La capitana Rackete fa litigare Spadafora e Salvini. Il sottosegretario M5S accusa di sessismo il vicepremier che lo invita a dimettersi

Botte da orbi tra il sottosegretario grillino alle Pari opportunità, Vincenzo Spadafora, e il ministro dell’Interno, Matteo Salvini. La scintilla che ha fatto salire la tensione alle stelle la tensione tra i due big del Governo gialloverde? La capitana della Sea Watch, Carola Rackete. “Salvini ha aperto la scia dell’odio maschilista contro la capitana della Sea-Watch Carola”, sentenzia l’esponente M5S. “Se pensa che sono così brutto e cattivo, fossi in lui mi dimetterei”, gli risponde il leader della Lega.

BOTTA E RISPOSTA. Ad innescare la polemica, un’intervista del sottosegretario pentastellato rilasciata al quotidiano La Repubblica. “In Italia c’è una pericolosa deriva sessista” e “gli insulti contro le donne arrivano dalla politica”, ha accusato Spadafora, innescando l’immediata reazione del Carroccio. Dalla ministra per gli Affari regionali, Erika Stefani (“Il ruolo di Spadafora va ripensato”), al capogruppo della Lega alla Camera, Riccardo Molinari (“Scuse o dimissioni”), che hanno fatto da apripista alla replica dello stesso Salvini: “Cosa sta a a fare al governo con me? Sta al governo con un pericoloso maschilista? Se pensa che sono così brutto e cattivo, fossi in lui mi dimetterei. Non ritenendomi io razzista e maschilista non ho nulla da rispondere”. Ma aggiunge: “Per me il governo dura altri quattro anni”.
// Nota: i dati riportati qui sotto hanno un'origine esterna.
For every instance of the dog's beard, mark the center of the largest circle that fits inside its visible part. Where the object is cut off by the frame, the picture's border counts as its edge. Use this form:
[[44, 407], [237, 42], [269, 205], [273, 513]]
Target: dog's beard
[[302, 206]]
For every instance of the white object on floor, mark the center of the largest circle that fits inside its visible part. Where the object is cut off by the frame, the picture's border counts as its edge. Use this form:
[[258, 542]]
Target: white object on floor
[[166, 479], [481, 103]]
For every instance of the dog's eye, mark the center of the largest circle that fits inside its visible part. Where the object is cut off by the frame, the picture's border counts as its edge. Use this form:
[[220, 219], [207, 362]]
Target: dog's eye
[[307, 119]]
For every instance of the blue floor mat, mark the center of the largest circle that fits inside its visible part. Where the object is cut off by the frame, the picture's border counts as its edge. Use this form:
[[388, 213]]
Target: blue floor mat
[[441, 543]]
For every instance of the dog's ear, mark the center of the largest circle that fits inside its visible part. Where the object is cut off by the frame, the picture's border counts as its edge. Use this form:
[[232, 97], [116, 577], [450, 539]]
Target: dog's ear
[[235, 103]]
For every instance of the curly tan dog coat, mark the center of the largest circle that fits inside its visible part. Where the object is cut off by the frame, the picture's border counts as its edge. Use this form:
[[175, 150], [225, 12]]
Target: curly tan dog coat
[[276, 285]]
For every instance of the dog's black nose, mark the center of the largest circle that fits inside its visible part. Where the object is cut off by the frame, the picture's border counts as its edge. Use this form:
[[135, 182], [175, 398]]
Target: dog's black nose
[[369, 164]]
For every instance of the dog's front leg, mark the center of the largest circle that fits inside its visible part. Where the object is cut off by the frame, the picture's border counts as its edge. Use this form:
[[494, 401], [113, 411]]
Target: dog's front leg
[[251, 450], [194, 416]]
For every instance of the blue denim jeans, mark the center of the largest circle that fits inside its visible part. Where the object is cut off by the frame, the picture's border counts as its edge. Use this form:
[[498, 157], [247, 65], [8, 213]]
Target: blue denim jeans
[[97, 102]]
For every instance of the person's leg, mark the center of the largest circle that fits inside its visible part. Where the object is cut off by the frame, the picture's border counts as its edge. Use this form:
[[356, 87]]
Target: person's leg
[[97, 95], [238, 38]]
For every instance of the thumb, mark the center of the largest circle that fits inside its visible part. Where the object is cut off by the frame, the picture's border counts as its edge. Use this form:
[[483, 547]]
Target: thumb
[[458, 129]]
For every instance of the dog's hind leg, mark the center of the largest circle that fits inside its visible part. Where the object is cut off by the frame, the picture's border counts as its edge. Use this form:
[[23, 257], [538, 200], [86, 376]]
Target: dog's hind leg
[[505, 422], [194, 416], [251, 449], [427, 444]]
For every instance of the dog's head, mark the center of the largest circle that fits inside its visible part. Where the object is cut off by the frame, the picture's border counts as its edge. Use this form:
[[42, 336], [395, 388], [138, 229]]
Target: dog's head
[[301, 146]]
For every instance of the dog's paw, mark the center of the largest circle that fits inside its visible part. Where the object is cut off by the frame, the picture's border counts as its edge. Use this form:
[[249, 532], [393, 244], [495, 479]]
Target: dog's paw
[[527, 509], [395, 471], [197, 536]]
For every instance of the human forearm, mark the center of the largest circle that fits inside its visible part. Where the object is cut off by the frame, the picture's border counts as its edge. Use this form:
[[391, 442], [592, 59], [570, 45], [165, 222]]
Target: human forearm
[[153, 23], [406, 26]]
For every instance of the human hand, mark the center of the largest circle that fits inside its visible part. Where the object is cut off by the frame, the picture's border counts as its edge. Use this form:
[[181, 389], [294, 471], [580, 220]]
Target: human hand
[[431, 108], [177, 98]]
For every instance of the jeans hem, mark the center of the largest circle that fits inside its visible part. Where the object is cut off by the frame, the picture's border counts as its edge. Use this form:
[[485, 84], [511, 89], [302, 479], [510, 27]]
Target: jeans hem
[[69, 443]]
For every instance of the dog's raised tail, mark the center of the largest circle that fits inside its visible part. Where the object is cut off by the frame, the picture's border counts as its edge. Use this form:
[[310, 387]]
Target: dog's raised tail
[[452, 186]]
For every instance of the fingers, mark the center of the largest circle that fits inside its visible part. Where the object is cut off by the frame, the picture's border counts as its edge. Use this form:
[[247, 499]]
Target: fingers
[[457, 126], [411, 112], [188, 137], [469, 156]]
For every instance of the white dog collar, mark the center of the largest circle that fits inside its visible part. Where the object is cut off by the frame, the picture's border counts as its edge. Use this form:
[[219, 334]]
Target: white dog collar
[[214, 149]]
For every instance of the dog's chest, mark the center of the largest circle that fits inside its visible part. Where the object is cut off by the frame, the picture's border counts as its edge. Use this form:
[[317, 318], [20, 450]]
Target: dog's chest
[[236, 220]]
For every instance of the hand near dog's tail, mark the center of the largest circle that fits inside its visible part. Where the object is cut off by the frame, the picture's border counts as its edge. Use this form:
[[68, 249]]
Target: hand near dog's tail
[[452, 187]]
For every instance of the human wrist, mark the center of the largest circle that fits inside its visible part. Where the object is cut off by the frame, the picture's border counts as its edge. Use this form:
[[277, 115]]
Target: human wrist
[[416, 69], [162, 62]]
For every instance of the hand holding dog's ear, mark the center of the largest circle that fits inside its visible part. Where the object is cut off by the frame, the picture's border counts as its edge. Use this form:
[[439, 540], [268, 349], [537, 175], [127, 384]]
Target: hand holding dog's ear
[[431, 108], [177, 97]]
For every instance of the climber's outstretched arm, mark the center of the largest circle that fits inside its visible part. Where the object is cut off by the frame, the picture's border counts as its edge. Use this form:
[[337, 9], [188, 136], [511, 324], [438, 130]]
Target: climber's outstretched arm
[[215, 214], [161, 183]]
A gettare acqua sul fuoco, ci pensa allora il leader M5S, Luigi Di Maio, costretto ad intervenire per riportare la calma all’interno del Governo. “Quanto casino per un’intervista! Ma è possibile che ora il problema di questo Paese debba diventare una intervista? Pensiamo a lavorare piuttosto visto che i risultati ci sono – invita tutti il vicepremier -. Sono già partiti quasi tutti gli appalti, il 96%, dei 400 milioni stanziati per i Comuni. Questi sono temi di cui deve parlare il governo e che ci rendono orgogliosi. Quindi lavoriamo e andiamo avanti”. Ergo: “Spadafora non si dimette. Punto. Ora andiamo avanti”.